Intel made significant changes to the PCH with regards to power consumption when Haswell was released and everyone was impressed that the were able to accomplish. Many weren't sure how many optimizations could be down to reduce power consumption on the PCH for Broadwall-Y, but it appears there were still more than could be done. Intel was able to add more power gating and was able to further reduce idle PCH power consumption by roughly 25 percent from the prior year. Intel was also able to reduce the active power use down by about 20 percent than the Haswell PCH-LP. Intel has also included hardware, firmware and software updates to introduce or improve the monitoring and reporting of power usage in the PCH. Intel hasn't revealed specifics on all the Broadwell PCH-LP features just yet, but did note that the Audio DSP is being upgraded with increased SRAM and higher MIPS. This was done to improve power, but also helps with post processing and voice commands that can wake up a device with a keyword or phrase.

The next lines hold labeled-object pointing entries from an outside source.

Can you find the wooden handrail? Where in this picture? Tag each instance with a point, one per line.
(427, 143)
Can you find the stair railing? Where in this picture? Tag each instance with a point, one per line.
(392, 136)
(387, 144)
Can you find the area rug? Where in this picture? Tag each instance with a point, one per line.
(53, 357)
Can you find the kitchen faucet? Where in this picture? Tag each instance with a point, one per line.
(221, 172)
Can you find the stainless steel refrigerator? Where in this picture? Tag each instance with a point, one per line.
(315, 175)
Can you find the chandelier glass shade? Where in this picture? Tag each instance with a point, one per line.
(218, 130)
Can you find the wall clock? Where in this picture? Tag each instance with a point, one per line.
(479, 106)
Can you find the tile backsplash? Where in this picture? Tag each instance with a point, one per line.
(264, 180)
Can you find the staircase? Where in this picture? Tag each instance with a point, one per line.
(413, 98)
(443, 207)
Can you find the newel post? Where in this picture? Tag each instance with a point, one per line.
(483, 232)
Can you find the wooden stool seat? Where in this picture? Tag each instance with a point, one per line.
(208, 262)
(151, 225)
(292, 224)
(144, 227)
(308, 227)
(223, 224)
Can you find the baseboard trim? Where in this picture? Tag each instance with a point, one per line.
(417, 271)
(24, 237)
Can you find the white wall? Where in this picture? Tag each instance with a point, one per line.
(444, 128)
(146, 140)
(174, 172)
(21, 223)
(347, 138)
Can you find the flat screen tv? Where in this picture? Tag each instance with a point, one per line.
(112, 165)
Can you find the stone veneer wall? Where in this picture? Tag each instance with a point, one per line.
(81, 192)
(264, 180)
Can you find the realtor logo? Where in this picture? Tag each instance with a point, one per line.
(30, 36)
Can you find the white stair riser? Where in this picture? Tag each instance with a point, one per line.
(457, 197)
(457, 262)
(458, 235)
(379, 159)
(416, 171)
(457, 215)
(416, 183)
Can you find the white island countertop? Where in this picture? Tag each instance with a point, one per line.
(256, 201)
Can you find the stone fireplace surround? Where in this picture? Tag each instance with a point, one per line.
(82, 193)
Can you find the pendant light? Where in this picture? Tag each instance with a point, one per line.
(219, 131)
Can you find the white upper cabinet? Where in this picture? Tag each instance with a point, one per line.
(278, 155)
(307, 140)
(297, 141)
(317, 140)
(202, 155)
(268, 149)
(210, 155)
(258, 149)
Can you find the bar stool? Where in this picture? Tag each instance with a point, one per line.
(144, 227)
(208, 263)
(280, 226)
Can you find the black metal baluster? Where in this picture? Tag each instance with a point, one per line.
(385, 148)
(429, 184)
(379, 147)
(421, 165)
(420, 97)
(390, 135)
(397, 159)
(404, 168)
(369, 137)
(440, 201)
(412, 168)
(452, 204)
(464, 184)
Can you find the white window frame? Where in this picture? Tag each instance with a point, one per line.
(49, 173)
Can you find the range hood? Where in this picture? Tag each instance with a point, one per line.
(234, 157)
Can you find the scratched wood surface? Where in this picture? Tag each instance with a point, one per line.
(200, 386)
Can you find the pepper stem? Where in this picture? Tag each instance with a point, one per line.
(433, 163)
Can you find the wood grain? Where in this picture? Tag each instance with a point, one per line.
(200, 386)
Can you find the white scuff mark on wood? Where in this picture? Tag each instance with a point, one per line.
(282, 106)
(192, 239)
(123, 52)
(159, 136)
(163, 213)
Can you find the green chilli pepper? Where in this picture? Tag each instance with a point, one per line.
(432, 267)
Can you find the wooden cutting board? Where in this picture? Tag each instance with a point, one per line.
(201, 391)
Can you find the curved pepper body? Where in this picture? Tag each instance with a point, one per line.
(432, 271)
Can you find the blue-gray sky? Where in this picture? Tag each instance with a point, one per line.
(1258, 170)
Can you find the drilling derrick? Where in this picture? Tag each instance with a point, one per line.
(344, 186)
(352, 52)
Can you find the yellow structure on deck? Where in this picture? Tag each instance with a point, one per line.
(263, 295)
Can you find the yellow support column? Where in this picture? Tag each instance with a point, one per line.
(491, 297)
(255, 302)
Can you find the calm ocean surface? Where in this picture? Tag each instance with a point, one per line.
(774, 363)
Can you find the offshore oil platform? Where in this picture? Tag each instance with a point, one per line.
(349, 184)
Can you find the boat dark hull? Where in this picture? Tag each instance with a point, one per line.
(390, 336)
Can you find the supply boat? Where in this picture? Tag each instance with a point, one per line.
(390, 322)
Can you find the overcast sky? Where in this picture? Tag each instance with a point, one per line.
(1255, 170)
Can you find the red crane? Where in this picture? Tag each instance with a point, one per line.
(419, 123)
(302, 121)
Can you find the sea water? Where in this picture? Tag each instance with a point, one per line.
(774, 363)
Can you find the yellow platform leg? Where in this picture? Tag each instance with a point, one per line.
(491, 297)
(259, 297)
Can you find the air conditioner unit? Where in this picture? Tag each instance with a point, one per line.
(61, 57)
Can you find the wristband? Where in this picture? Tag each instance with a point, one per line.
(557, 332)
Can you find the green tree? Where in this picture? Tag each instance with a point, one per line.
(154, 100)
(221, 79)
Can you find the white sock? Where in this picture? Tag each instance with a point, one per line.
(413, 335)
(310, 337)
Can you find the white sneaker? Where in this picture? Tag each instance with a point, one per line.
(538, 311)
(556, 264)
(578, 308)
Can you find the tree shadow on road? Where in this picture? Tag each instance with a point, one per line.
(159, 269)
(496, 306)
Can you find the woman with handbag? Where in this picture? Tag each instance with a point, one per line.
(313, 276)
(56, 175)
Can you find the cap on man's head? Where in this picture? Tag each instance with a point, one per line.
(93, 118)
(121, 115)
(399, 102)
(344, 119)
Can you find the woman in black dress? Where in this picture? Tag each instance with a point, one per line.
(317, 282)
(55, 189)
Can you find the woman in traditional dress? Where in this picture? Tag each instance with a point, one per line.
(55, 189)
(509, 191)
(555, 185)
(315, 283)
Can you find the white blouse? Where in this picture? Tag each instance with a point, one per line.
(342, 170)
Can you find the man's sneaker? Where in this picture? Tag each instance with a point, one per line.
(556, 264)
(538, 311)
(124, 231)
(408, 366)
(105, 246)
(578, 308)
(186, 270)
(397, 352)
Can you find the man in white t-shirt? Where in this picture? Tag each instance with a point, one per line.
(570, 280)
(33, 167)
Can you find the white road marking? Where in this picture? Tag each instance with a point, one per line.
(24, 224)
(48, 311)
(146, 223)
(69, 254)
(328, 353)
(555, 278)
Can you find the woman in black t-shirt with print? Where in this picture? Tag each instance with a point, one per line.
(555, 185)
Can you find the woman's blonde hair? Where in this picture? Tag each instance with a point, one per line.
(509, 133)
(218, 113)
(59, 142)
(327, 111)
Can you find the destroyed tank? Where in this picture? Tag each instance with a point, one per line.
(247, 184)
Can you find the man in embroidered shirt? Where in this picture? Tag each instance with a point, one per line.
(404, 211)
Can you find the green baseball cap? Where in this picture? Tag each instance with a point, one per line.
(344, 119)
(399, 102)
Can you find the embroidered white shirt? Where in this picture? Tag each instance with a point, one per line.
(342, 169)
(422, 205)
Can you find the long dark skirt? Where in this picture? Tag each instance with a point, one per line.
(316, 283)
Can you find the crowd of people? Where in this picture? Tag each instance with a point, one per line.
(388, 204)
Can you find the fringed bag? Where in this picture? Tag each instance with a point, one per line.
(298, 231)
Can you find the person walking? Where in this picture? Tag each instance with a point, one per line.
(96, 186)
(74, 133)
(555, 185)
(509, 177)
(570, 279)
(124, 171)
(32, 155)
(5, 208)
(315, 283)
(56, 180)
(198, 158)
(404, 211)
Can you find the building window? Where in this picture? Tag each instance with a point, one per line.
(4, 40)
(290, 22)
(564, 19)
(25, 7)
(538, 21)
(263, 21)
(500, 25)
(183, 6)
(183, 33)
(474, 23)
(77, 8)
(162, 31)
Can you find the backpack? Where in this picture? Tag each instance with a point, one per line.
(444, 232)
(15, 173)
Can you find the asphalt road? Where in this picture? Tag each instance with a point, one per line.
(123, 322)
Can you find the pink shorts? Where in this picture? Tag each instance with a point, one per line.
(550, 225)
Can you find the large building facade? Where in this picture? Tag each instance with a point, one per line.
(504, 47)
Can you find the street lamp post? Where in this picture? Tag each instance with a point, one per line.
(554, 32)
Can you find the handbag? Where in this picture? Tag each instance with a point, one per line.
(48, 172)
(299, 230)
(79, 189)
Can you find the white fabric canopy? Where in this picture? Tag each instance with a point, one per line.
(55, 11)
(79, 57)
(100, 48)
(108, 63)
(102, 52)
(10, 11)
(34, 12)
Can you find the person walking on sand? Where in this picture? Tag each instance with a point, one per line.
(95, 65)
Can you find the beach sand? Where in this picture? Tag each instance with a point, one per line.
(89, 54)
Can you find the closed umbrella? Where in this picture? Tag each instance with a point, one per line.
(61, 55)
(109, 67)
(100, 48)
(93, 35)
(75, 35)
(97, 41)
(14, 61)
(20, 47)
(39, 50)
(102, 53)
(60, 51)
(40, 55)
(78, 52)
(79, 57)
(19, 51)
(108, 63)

The slide above shows the only look at Broadwell performance, so be sure to take a closer look at it. Intel claims that the new 'converged-core' design in Broadwell will offer greater than five percent higher Instructions Per Cycle (IPC) when compared to Haswell. It doesn't appear that there are any major instruction set changes for Haswell, but there were obviously a number of performance optimizations to get the mentioned gain. Some of changes include a Larger Out-of-Order scheduler for faster Store-to-Load forwarding, a Larger L2 TLB (1k to 1.5k entries) that has dedicated 1GB Page L2 TLB (16 entries) and more. Intel noted that the performance features were designed at ~2:1 Performance:Power ratio, which is the more aggressive than the 1:1 ratio that was targeted in previous processors.
It looks like Intel has been busy innovating on all fronts and the move to 14nm along with the introduction of Broadwell SOCs should be an exciting time for everyone. We can't wait to see products powered by Broadwell-Y before the holiday!